Do indentation and spacing matter?

Generally, no. R doesn’t really care about either. Coders indent and space their code mainly to make it look neat and organized. Lines that present arguments, for example, get indented under the line that contains the function they are part of.

RStudio will do some indentation for you automatically as you type your code. If it gets messy nonetheless (it often does), RStudio will tidy it up for you. Just highlight the code you want to tidy, click Code / Reformat Selection. Beautiful magic will occur. No matter how haphazard the spacing was, RStudio will align everything perfectly.

In-class exercise

Open an AI assistant, type, “Below is an R script. List every function included in the script, and explain what the function and each of its arguments are doing,” paste the entire script, above, and press “Enter.”

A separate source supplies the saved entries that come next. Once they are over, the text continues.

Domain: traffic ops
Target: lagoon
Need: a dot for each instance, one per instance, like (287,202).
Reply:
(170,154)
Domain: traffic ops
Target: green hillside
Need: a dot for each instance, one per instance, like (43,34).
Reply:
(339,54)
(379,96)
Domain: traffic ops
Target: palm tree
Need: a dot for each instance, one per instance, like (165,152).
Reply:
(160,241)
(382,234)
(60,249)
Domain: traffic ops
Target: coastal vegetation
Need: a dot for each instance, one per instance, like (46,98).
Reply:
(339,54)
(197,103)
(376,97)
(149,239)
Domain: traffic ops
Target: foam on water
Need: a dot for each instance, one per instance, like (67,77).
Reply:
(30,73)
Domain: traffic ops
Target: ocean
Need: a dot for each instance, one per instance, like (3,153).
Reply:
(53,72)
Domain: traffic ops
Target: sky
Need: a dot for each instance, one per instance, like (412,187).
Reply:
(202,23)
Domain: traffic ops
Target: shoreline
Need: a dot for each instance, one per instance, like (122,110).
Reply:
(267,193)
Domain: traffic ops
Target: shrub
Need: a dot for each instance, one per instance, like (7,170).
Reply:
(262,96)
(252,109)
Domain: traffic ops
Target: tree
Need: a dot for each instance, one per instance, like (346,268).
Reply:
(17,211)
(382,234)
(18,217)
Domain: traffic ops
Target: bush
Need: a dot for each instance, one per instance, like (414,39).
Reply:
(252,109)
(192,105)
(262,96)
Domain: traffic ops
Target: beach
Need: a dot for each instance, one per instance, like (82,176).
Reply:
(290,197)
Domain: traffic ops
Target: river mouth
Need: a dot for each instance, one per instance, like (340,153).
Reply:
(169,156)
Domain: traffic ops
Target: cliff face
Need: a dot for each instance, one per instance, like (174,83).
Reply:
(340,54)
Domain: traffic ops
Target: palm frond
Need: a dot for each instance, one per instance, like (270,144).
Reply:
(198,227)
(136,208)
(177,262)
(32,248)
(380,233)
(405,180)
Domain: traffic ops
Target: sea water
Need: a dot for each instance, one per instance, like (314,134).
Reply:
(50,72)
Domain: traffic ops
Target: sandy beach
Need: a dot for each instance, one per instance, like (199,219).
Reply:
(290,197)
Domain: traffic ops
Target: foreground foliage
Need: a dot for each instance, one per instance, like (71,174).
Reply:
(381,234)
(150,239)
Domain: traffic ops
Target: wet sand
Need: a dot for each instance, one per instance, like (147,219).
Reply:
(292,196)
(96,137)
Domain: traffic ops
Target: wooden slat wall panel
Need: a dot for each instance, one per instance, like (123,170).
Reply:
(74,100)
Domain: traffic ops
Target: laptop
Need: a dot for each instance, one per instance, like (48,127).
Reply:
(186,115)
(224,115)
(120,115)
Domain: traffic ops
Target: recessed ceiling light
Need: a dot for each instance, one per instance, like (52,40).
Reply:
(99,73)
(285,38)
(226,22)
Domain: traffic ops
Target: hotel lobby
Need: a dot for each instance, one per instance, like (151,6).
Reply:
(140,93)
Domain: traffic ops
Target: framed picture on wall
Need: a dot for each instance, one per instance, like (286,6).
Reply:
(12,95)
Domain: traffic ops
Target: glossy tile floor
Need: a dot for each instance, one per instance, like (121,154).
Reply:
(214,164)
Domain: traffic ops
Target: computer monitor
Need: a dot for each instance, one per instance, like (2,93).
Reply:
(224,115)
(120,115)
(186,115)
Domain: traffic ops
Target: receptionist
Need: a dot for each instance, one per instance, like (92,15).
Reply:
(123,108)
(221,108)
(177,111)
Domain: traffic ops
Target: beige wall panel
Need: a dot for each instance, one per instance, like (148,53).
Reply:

Take a few minutes to examine the response you get. Does the script make more sense now? I hope so. If there’s something you don’t understand, ask your AI assistnat for clarification. If your AI assistant suggested any interesting-sounding tweaks or additions, go ahead and try them out. Don’t worry - you’re not going to break anything.

Show me the response your AI assistant generated and the assistant’s response to at least one follow-up question you asked or at least one coding tweak you tried. I just want to see evidence that you were able to engage with the assistant in some way. Once you have shown me that, you are free to leave.